I’ve had a long-standing soft spot for the Ultimate Universe. In the main, that’s due to my affection for Ultimate Spider-Man, the most consistently great superhero book of the last ten years. But between 2001-2008 (or thereabouts), I was a fan of pretty much all the other titles, too – I was a bit slower getting onboard with Ultimate X-Men, really disliking the early Millar issues but enjoying the latter part of his run immensely, but I lapped up Ultimates 1 & 2 along with everyone else in comics, bought just about all of the Ultimate Something miniseries, and even stuck with Ultimate Fantastic Four past its initially stuttering beginning.
Those early issues had struggled to make an impression, with Bendis and Millar’s writing styles never really clicking together (something that doesn’t give me great confidence for their upcoming Death of Ultimate Spider-Man arc or whatever it’s called) and the very creation of the characters giving rise to all sorts of internal continuity issues within a universe that at the time was less than five years old. But things took a dramatic upswing with the arrival of Warren Ellis – at the time, a huge surprise, as it was arguably the first time Ellis that had shown that he was more than capable of writing entertaining stories with the mainstream superheroes that (so the common perception went) he so despised. His two arcs on the book were nothing short of terrific – energetic, loaded with his trademark tech-idea-splurges (and thus a perfect fit for exactly what a modern-day FF book should be), and at times downright hilarious (the riffing on “Fantasti-car” in Doom, or the reveal of Johnny’s name for the shuttle in N-Zone); plus, although the second arc suffers from having lacklustre art from Adam Kubert, the first has got Stuart Immonen at his most sprightly.

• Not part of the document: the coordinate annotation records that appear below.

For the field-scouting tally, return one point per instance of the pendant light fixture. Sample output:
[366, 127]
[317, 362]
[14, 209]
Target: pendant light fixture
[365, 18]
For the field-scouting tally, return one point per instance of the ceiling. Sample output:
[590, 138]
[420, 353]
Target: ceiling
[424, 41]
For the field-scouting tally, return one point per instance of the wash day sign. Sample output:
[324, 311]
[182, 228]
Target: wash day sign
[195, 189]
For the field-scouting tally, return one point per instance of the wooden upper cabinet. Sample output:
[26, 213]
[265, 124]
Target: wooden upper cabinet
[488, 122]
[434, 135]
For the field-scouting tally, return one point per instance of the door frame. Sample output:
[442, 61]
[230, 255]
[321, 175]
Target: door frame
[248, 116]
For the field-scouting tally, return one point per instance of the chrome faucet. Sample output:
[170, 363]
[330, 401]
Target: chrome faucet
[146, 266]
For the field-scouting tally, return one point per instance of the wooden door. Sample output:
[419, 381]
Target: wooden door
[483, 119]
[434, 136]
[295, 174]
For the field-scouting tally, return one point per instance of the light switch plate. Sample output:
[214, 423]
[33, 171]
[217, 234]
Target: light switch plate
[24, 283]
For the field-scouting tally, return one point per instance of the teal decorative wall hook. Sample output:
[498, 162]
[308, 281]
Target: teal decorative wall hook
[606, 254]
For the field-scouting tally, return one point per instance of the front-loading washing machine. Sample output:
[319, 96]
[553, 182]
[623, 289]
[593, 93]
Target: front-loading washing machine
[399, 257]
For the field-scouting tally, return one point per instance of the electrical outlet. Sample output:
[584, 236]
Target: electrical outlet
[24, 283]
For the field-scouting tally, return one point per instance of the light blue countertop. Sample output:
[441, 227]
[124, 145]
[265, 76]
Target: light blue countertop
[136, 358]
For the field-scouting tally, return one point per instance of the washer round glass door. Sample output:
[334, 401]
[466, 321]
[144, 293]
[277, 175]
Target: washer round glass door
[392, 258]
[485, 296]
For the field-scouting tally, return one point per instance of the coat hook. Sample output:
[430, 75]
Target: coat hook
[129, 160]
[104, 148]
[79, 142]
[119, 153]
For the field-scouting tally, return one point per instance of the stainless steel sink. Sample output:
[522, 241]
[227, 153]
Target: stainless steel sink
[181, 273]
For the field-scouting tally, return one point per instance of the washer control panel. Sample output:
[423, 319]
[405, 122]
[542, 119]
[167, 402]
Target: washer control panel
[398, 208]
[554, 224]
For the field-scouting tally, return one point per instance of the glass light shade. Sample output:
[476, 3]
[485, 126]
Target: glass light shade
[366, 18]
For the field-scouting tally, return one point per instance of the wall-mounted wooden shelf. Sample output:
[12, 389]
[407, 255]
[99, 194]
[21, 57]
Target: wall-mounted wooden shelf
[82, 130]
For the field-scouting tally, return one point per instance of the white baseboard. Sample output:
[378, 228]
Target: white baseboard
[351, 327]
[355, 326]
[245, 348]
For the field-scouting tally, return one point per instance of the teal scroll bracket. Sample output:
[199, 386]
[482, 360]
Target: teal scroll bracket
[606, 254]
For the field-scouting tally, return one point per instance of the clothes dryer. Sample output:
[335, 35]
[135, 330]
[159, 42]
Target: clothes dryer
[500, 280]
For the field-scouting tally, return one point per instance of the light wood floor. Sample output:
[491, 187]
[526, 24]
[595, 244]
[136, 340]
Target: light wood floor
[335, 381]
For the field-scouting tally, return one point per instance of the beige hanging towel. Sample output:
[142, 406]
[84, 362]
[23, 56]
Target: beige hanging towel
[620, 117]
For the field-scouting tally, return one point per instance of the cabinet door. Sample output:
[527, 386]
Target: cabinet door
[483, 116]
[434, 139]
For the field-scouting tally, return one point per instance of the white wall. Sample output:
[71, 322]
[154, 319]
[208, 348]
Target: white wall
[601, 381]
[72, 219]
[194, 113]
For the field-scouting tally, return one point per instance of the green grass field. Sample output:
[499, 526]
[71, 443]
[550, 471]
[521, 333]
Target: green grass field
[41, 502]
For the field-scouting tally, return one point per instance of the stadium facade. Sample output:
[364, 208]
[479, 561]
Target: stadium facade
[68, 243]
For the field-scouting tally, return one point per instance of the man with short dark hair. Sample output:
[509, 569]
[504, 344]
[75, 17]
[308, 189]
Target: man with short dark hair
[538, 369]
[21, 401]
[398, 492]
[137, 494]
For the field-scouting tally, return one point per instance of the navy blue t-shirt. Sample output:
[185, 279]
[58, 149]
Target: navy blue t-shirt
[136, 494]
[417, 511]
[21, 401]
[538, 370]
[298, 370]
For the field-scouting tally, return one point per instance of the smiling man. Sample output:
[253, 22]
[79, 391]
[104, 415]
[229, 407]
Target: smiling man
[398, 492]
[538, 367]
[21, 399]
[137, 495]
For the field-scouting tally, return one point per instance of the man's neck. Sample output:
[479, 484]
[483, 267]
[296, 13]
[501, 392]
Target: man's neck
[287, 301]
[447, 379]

After just those two arcs, though, Ellis was gone – and after a two-part fill-in from Mike Carey, original co-writer Mark Millar was brought back to try and inject interest back into the series. His first arc, a three-parter called Crossover, hinged on a pretty neat idea – teasing a potential crossover with the 616 universe for the first time – but quickly lost interest when it turned out to be a universe of undead zombies instead (and yes, if you didn’t know, it was this one humble little storyline that led to the existence of the entire relentless Marvel Zombies thing. So, yeah, thanks for that). But aside from providing an anticlimactic end to an intriguing build-up, there was something far more dangerous threatening my continued buying of the series – as joining Millar on the book as artist was the one, the only, Greg Land.
The name didn’t mean much to me when he arrived on the book – I didn’t really have pre-existing knowledge of just what he was capable of – but it didn’t take long to find out. There’s enough ranting about Land art on the internet already, of course, so I don’t need to go into great detail about just why I immediately found the book so unappealing visually – but two immediately obvious reasons would be the ever-changing hairstyles of Johnny Storm (depending on whom the traced image happened to be of at any given time), and the turning of Sue into Pamela Anderson (coupled with an immediate, erm, trimming of her usual wardrobe). It’s just tasteless, classless, soulless craftless nonsense – surface gloss without any sort of character, storytelling or depth behind it. It can be overlooked if the writing is good – but while Millar is capable of great comics from time to time, this was just him on autopilot.
The tipping point came, finally, with issue #24. Part one of “Tomb of Namor”, a story about… well, about Namor. And there are few characters in the entirety of both the DC and Marvel universes that interest me less than Namor. And few tedious, overblown, pointless stories that interest me less than the love triangle between him, Sue and Reed. Seeing the story redone yet again in the Ultimate Universe, with art by Greg Land to boot (“A story set underwater!” he must have thought. “I won’t even have to paint over the bikinis from Sports Illustrated this time!”), was simply too much. I gave the first issue of the arc ago, but it did nothing to inspire – and even, in what may just be one of the greatest meta-jokes of all time, gave Land the excuse to draw a panel showing a website called “Cheerleaders Gone Wild”. From that point, I was out – #24 would be the last issue I’d buy, and by the time Millar left a short while afterwards, even his replacement by Mike Carey wasn’t enough to tempt me back. When the team were ripped apart by Ultimatum a few years later, I had a twinge of regret for Reed – killed off before anyone had really managed to do anything with the vague potential shown by his character early on – but the end of the series as a whole was hardly something I mourned.